Otra vez, se cruzan. Donald Trump avanzó con una jugada política que desató un vendaval en California. Esta vez, al borrar de un plumazo regulaciones clave sobre emisiones de vehículos, pisó directamente una de las políticas más simbólicas del estado en su lucha contra el cambio climático. Y como era de esperarse, no se lo dejaron pasar.
El fiscal general Rob Bonta, con gesto firme y acompañado por una decena de estados aliados, se presentó en un tribunal federal para ponerle freno a lo que considera una amenaza directa contra la autonomía ambiental de California. La demanda busca anular las resoluciones firmadas por el expresidente, que buscan desactivar las exenciones que el estado recibió para aplicar normativas propias, más duras que las del gobierno nacional.
¿La clave? Trump y el Congreso republicano están usando una herramienta legal pensada para revisar reglas federales —la llamada CRA— para invalidar algo que, según expertos y organismos independientes, ni siquiera debería entrar en esa categoría. Las exenciones ambientales, dicen, no son “reglas” en el sentido técnico de la ley. Por lo tanto, no pueden anularse como si lo fueran.
California viene construyendo su camino en materia ambiental desde hace más de medio siglo. La geografía, el tráfico, el smog y la historia le dieron motivos para moverse antes que nadie. En 1967, el Congreso reconoció eso y habilitó al estado a imponer límites más exigentes. Desde entonces, más de cien veces la EPA respaldó esa diferencia.

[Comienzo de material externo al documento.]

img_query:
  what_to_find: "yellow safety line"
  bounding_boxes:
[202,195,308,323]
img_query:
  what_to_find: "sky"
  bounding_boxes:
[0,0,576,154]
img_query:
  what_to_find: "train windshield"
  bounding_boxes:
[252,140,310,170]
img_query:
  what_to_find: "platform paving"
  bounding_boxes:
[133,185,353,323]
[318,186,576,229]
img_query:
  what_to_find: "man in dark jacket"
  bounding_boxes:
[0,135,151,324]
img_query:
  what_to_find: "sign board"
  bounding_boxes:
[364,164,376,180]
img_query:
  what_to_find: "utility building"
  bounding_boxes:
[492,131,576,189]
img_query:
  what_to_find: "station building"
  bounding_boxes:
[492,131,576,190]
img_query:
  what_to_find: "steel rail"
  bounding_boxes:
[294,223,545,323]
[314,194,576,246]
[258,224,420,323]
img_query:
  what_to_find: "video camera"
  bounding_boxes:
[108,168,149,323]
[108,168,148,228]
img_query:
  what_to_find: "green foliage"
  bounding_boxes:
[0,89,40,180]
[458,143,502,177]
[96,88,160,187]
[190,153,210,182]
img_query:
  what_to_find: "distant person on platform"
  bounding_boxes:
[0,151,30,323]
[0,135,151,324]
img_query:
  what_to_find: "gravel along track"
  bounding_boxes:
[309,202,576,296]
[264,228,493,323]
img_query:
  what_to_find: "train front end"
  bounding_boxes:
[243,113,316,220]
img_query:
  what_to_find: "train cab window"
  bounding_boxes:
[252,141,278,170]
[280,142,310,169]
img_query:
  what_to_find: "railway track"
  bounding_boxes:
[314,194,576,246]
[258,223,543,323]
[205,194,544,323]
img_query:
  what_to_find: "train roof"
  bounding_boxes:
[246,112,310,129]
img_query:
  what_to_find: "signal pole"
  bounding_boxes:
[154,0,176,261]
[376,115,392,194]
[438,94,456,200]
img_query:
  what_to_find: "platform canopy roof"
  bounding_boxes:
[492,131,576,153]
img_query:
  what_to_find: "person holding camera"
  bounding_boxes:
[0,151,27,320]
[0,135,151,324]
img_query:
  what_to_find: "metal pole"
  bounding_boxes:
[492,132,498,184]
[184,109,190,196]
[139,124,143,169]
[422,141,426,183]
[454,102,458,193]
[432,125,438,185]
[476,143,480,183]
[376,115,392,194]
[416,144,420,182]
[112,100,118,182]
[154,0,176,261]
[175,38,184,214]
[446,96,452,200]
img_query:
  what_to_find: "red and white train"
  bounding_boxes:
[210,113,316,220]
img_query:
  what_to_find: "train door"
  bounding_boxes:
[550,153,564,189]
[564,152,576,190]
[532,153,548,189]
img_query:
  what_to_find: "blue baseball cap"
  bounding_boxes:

Pero ahora, esa tradición está bajo ataque. Y no se trata solo de política ambiental: hay una lectura de castigo político detrás de este intento de desmantelar el modelo californiano. Al menos así lo entienden los que impulsan la demanda.
Mientras tanto, el conflicto se coló también en lo institucional. Alex Padilla, senador por California, fue sacado por la fuerza de una conferencia de prensa organizada por autoridades federales. No es un detalle menor: el senador había advertido que bloquearía todos los nombramientos pendientes en la EPA si no se restablecían los permisos del estado para seguir regulando el aire que respiran sus ciudadanos.
Desde el gobierno federal, no se guardaron las formas. Una vocera salió a decir, sin filtros, que todo esto era “un berrinche de California”, y que esperaban que la justicia desestime el caso sin rodeos. Una frase que no hizo más que echar leña al fuego.
Más allá del ruido jurídico, lo que está en juego es algo más grande: si un estado como California puede seguir liderando políticas ambientales, o si quedará atado a los vaivenes del poder federal. La pelea recién empieza, y todo indica que no será silenciosa.